At the end, all Bollinger did was boost Ahmadinejad’s ratings and dishearten his democratic opposition inside Iran. But Columbia students had the chance to “hear his ideas.” Is that a good swap for democracy, humanity, civilization? The first lesson I learned in talk radio was, if I had a debate featuring Winston Churchill on one microphone and Adolf Hitler on the other and if Churchill were rude to Hitler, hordes of listeners, including Jewish listeners, would call the station and ask, “Who’s that nasty Englishman who won’t let that poor German speak?”
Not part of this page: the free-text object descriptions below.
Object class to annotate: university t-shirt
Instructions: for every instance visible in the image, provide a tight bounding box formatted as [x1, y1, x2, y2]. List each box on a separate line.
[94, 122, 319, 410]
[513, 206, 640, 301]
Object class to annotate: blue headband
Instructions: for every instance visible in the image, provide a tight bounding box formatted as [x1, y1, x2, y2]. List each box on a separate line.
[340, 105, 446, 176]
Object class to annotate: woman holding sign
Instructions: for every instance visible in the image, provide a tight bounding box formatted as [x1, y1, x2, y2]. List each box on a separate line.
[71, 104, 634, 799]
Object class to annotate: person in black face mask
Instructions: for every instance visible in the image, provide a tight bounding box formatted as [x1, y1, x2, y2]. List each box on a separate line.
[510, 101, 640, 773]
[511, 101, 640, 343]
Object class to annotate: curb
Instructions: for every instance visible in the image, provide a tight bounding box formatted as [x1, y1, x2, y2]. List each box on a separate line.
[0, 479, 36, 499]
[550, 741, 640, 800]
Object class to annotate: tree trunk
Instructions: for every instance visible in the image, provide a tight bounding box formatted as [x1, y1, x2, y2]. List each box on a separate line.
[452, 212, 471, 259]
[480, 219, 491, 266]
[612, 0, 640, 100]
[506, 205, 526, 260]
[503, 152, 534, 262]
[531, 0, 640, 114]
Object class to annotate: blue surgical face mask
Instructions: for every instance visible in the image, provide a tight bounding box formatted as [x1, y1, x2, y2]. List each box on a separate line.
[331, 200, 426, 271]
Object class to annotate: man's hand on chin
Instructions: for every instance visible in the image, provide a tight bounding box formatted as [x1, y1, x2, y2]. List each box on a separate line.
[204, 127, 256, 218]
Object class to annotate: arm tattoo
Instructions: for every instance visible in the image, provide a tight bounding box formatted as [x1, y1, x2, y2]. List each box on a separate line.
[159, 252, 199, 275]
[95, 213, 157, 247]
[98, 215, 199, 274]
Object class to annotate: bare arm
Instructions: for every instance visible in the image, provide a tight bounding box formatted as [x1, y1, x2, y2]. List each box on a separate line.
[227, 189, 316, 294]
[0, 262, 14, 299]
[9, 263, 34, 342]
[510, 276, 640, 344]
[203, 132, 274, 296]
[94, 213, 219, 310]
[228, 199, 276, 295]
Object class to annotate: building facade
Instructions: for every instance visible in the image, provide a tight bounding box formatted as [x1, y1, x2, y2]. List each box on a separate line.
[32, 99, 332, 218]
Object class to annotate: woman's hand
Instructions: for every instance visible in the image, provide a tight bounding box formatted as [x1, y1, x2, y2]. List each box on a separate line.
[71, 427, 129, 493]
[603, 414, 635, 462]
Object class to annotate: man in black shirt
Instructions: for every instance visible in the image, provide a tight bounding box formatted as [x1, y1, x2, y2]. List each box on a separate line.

Bollinger was rude to Ahmadinejad.
Alan Colmes, star of Fox New’s popular “Hannity and Colmes” TV show and Fox Radio, once wrote a hilarious satirical article for Talkers Magazine about Adolf Hitler getting a fawning welcome on an American talk show. Alan’s article is an eerie prophesy and preview of “Ahmadinejad at Columbia.” “How do you like your coffee, Mr. Hitler?” was a line in that priceless piece which was asked by the smiling young production assistant as she welcomed Hitler to the studio. Colmes’ article should be emblazoned across every political Web site on the civilized side of mankind. And President Bollinger should have to read it and be tested on it.
I carry no water for Mr. Ahmadinejad. I hope he passes his liver in his stool. But What do I wish for President Bollinger? Back to Hebrew scriptures. “God wishes not the death of the sinner; only that he turn from his sinful ways.”
Bollinger should forevermore be allowed to drink all the lemonade he wants, but only out of a clean glass.